Explanation:- For removal of doubt it is declared that any deduction claimed on account of any expenditure incurred by a person for any purpose which is an offence under any law for the time being in force in Pakistan, or in the country in which the expenditure has been incurred, or which is prohibited by the law, or goes against the public morality shall not he deemed to have been incurred for the purpose of business, and no deduction shall be allowed in respect f such expenditure.
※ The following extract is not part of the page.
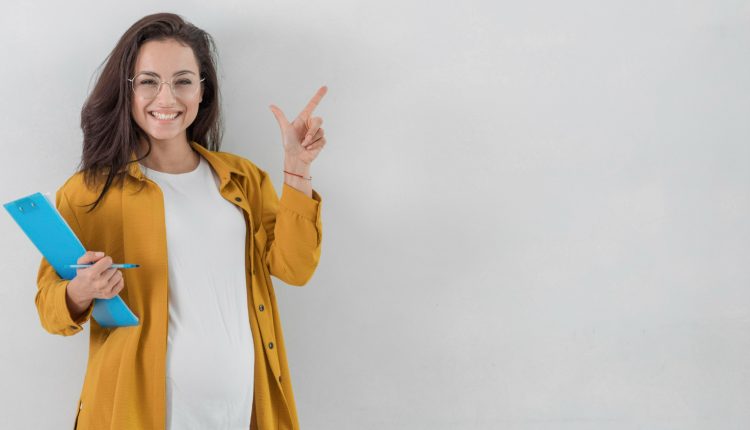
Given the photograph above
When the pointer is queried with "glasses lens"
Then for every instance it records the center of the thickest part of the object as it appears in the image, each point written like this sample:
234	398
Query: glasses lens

(1A) Subject to this Ordinance, where animals which have been used for the purposes of the business or profession otherwise than as stock-in-trade and have died or become permanently useless for such purposes, the difference between the actual cost to the taxpayer of the animals and the amount, if any, realized in respect of the carcasses or animals.
(2) Subject to this Ordinance, where the expenditure referred to in subsection (1) is incurred in acquiring a depreciable asset or an intangible with a useful life of more than one year or is pre-commencement expenditure, the person must depreciate or amortise the expenditure in accordance with sections 22, 23, 24 and 25.
(3) Subject to this Ordinance, where any expenditure is incurred by an amalgamated company on legal and financial advisory services and other administrative cost relating to planning and implementation of amalgamation, a deduction shall be allowed for such expenditure.]
The rationale behind the proposal of LTU Karachi is to prohibit expenditure incurred by pharmaceutical companies by way of gifts, foreign travel and other giveaways to doctors against professional ethics or public morality and promote healthy and lawful competition, they added.